El rey de los vikingos hizo una pausa para apreciar el efecto de sus palabras; cuando el enviado inició su protesta contra tal razonamiento, Harald dijo:

—¿Qué? ¿Valoras tan poco vuestras propias cabezas?

Con esto, cogió su hacha y se preparó para dar la señal a sus hombres de recomenzar la pelea. El enviado pechenego, atónito, le dijo:

—Ahora te entiendo mejor y estoy completamente convencido de tu honrado deseo de amistad. Por lo tanto, iré a presentar tu generosa oferta a nuestro señor. Sin embargo, me gustaría recordarte que tienes que pasar nuevamente por aquí en el viaje de vuelta a tu tierra. Y te pido que pienses bien de qué modo te gustaría que te diéramos la bienvenida al volver.

—El que gustéis —gruñó Harald, cansado del juego.

—Entonces, seguid vuestro camino —dijo el enviado pechenego—. Le diré a mi señor que prepare la bienvenida que merecéis.

—Es mi más profundo anhelo —replicó Harald, pasando el dedo por el borde de su hacha.

—Así será.

Con esto, el enviado hizo una señal a sus hombres y se fueron de inmediato.

—Eso estuvo bien, jarl —dijo uno de los hombres de Harald—. ¿Crees que nos atacarán otra vez?

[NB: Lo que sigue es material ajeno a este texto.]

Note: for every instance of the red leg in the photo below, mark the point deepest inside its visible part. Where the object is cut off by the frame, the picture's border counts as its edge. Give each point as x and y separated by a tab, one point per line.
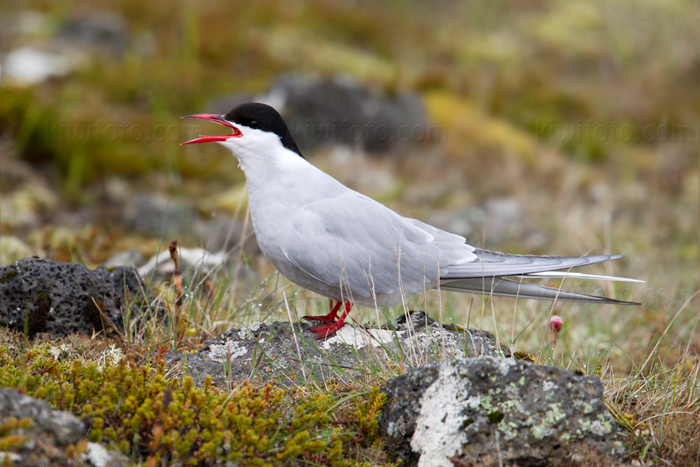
330	317
330	329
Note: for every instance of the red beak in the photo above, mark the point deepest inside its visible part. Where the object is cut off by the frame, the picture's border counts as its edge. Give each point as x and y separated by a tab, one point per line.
216	119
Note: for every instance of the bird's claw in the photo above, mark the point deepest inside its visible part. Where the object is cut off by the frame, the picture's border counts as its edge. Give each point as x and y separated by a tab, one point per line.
328	330
324	318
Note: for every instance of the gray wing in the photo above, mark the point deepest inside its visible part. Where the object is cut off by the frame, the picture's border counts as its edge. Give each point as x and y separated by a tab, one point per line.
355	241
488	263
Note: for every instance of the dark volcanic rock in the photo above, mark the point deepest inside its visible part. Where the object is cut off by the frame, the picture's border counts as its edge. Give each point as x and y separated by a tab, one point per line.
273	352
490	411
65	298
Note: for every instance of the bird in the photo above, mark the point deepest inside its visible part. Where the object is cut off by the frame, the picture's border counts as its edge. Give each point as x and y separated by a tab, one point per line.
354	250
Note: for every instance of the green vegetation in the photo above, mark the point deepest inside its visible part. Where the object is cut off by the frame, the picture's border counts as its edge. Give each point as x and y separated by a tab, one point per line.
153	419
586	113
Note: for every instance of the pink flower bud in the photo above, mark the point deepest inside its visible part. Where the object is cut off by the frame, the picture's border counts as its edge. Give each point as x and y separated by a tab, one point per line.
555	324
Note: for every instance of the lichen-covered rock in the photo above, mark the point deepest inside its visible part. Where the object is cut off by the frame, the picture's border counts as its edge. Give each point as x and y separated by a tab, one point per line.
496	411
273	352
39	436
42	296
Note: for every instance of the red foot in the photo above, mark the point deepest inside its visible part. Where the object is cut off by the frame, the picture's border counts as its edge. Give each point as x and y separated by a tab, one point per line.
330	317
330	329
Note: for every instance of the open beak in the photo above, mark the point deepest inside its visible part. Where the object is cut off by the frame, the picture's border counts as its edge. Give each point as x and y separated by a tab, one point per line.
216	119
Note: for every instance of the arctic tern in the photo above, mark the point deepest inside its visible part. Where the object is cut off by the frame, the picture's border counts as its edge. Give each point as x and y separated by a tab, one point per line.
344	245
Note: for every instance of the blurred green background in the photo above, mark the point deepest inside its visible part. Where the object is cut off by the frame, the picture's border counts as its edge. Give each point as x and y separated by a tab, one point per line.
571	127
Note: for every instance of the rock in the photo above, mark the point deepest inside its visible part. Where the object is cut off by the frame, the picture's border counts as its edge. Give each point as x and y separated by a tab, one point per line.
50	432
48	435
341	110
12	249
131	258
96	30
273	352
30	65
99	456
65	298
490	411
159	215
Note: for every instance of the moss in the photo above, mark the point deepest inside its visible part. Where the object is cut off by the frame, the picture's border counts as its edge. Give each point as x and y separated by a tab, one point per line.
12	442
155	420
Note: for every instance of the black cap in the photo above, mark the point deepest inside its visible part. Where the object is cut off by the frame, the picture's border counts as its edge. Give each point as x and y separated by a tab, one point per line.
263	117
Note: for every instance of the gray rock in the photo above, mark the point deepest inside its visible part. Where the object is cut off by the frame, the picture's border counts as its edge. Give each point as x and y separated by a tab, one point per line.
130	258
274	352
50	433
341	110
65	298
495	411
159	215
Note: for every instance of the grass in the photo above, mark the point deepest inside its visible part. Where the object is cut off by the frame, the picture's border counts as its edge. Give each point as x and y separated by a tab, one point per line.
586	114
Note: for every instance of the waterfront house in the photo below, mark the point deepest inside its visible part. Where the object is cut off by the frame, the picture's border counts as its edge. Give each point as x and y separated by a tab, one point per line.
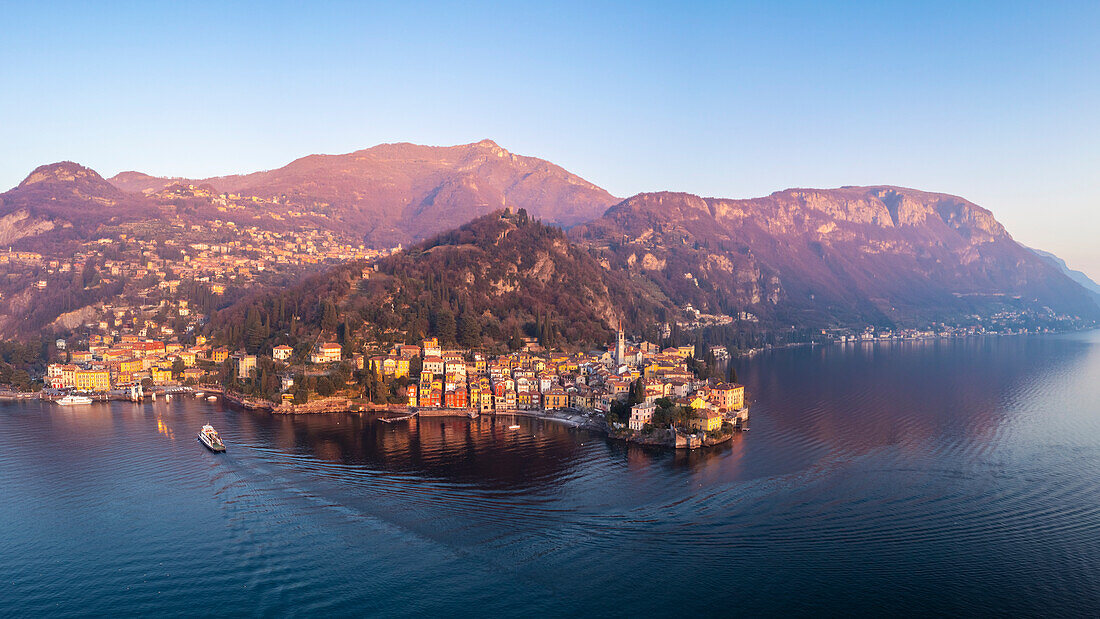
640	415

—Creo que no —contestó Harald—. Hemos comprado un salvoconducto. Pero ya nos han advertido: la próxima vez será más caro.

Volvimos a los barcos y nos preparamos para seguir nuestro camino. Al final del día, los cuatro barcos estaban de nuevo en el agua y se deslizaban tranquilamente río abajo. Mientras la luna brilló lo suficiente para poder ver los alrededores, no descansamos. De madrugada estábamos muy lejos de las tierras de los pechenegos y bastante más allá del último obstáculo que se interponía entre el rey Harald Bramido de Toro y la Ciudad de Oro.